心を動かすストーリーを描きたい。映像業界出身のクリエイティブディレクターが惹かれ続けるもの

今回インタビューをしたのは、メディア・プロモーション事業部に所属する森田雄。映像や脚本制作の経験を経て、FICCではクリエイティブディレクターとして、コンテンツのクリエイティブに向き合う日々を送る森田。昔から変わらない「ストーリー」への興味から、そのストーリーがもたらす人々への影響やプロモーションへの活用方法、社内外でのクリエイティブ活動について聞いてみました。

映像という一コンテンツから企画という根幹へ

FICCとの出会いは2016年。当時は動画広告の需要が増えていたこともあり、僕が前職で映像制作に関わっていた経験とマッチしたんです。マーケティングの「マ」の字もわからないまま、面白そうな会社だなと思い入社しました(笑)。

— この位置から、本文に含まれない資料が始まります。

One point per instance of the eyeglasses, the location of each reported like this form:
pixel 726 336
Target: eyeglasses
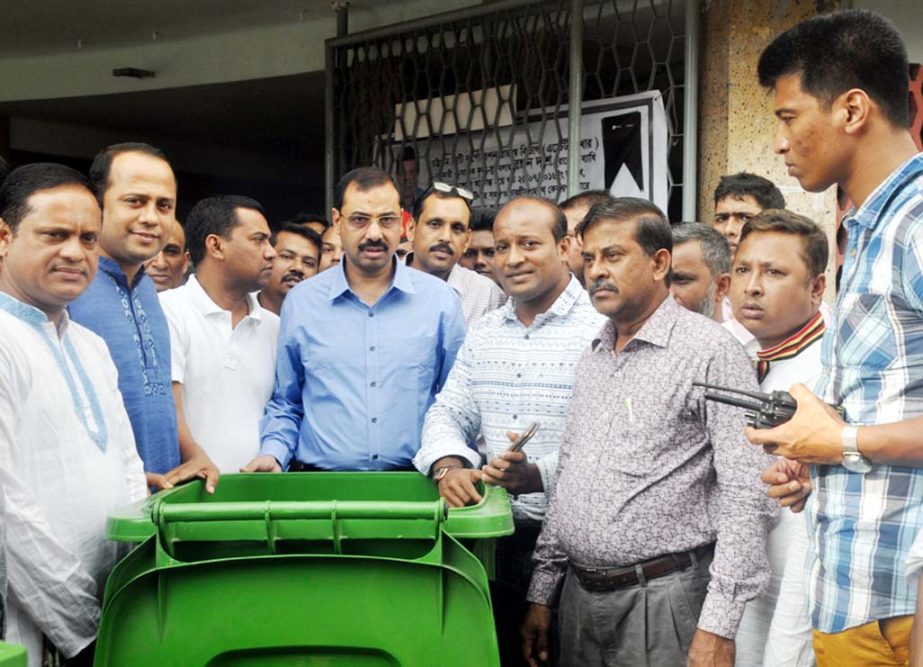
pixel 449 189
pixel 722 218
pixel 387 221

前職では、空間演出を手掛ける株式会社ネイキッドに所属していました。当時は様々な映像を手がけるプロダクションで、僕はディレクターとして、ドラマのタイトルCG、ミュージックビデオ、プロジェクションマッピング、イベントや広告の映像などに携わっていました。時には長編映画の助監督・編集もしていました。

コンテンツの企画から携わる機会はあったのですが、大枠が決まっているなかで細かい演出の仕事がメインだったんです。「人に何を伝えるのか」の、ストーリーを自分でつくり出すというより風上の部分に面白さを感じて、ずっとどこかで企画そのものをやりたいと考えていました。

そんな時ある水族館のプロジェクションマッピングイベントで、先輩のプロデューサーと一緒に企画を考え演出をしたことがあって。その時に、プロモーションという大きな枠組みのなかのひとつの「点」だった映像が、「仕掛け」という「線」に繋がるようなイメージが持てたんです。それで、映像は自分の武器にするんだけど映像だけに囚われたくないと。そう思ってFICCに辿り着いたんです。

ストーリーのあるものに惹かれ続けた

昔から映画が大好きだったんです。今思うと、そこでストーリーに没入できた原体験があったからなんでしょうね。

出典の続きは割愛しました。